Wpis z mikrobloga

Czy ktoś się spotkał z sytuacją że na #booking zamiast pobrać opłatę, dostaje wiadomość (przez booking) od właściciela obiektu, że mam przelać zadatek bezpośrednio na konto? Gdzieś 15% kwoty. Zazwyczaj pobierano ode mnie kasę albo przez booking, albo na miejscu.

  • 13
@Ro_bercik: ktos tutaj opisywal kilka miesiecy temu dokladnie taki sam przypadek. Mozesz sobie poszukac na tagu podrozujzwykopem ale z tego co pamietam to jest to w pelni legitne i wszystkie konwersacje przechodza przez booking i sa monitorowane.
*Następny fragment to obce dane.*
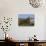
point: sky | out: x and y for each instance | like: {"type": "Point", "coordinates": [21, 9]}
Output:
{"type": "Point", "coordinates": [24, 16]}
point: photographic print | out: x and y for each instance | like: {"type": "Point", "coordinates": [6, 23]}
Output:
{"type": "Point", "coordinates": [26, 20]}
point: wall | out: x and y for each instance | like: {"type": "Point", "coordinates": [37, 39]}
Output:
{"type": "Point", "coordinates": [11, 8]}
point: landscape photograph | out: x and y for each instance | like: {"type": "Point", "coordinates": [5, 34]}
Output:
{"type": "Point", "coordinates": [26, 20]}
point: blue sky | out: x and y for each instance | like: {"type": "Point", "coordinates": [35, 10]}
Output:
{"type": "Point", "coordinates": [24, 16]}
Tak wiec nie masz sie czego obawiac.
wbrew pozorom w okresie zimowym sporo lepszych noclegów już wykupionych. No cóż, zobaczę jeszcze co odpisze mi booking. Jak powie że spoko, to zawsze będę mógł się z nimi boksować.
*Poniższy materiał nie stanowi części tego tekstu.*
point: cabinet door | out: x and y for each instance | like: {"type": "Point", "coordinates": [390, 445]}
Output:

"Niektóre z naszych obiektów wymagają przedpłaty przed przyjazdem. Może ona stanowić całość lub część kosztów rezerwacji. W tym przypadku brakującą kwotę zapłacisz w obiekcie.
Niektóre obiekty w ogóle nie honorują przedpłaty, co oznacza, że całość zapłacisz w obiekcie. Najlepiej sprawdzić zasady płatności w potwierdzeniu rezerwacji."

jest jeszcze taki opis na bookingu.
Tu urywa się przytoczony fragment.